Koncepcja Wielkiego Resetu posłużyć ma zatem jako uzasadnienie do przemodelowania mechanizmów gospodarczych na światowym rynku oraz zarządzanie globalnymi strukturami społecznymi zgodnie z oczekiwaniami światowego biznesu przy uwzględnieniu „postępowych” ideologii. Komentatorzy tych zjawisk zwracają uwagę, że tym samym został zawarty sojusz między globalistami a lewicą. Dlatego wielkie korporacje odwołują się do politycznej poprawności i walczą z tak zwaną mową nienawiści jak również promują koncepcje naruszające naturalny model rodziny. Ten wydawałoby się egzotyczny sojusz nowych kapitalistów – globalistów z lewicą, która tradycyjnie krytykowała kapitalizm napędzany „żądzą zysku” i wyzyskiem najemnych pracowników ma swoje racjonalne uzasadnienie. Jedni i drudzy mają bowiem wspólny nadrzędny cel – przemodelowanie zastanej rzeczywistości.
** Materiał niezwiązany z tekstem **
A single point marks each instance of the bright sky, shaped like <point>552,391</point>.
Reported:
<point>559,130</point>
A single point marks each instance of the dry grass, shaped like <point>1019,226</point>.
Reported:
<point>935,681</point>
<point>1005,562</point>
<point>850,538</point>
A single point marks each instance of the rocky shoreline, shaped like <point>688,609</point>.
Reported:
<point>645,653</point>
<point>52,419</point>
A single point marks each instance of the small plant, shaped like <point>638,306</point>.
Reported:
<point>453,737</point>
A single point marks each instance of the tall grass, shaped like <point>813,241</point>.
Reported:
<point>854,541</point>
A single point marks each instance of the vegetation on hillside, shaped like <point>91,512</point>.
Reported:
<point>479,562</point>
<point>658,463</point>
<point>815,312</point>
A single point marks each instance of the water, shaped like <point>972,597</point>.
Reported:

Roman Kluska, znany przedsiębiorca i członek Narodowej Rady Rozwoju przy prezydencie Andrzeju Dudzie komentując zachodzące zmiany zauważył, że w ten sposób gospodarka wolnorynkowa przekształca się w gospodarkę socjalistyczną. Dzięki nowym technologiom będzie to system straszniejszy od realnego socjalizmu. Totalna inwigilacja i rosnący fiskalizm torują drogę rządom wielkich korporacji, co będzie oznaczało osłabienie klasy średniej, ograniczenia własności prywatnej wraz z niezależnością oraz uzależnienie gospodarki od programów państwowych.
Natomiast biotechnokracja przejawiająca się między innymi zapowiedzią wprowadzenia tak zwanego paszportu zdrowotnego służącego segregacji ludzi i ich inwigilacji ze względu na ich stan zdrowia oraz uległość wobec procedur medycznych jest przedsionkiem transhumanizmu. Jego istota sprowadza się do przekraczania granic człowieczeństwa, co można osiągnąć poprzez kształtowanie naszego ciała i umysłu dzięki biotechnologii. A stąd już prosta droga do kolejnej w dziejach ludzkości utopijnej zamiany miejsc: zasiadania człowieka na tronie Boga.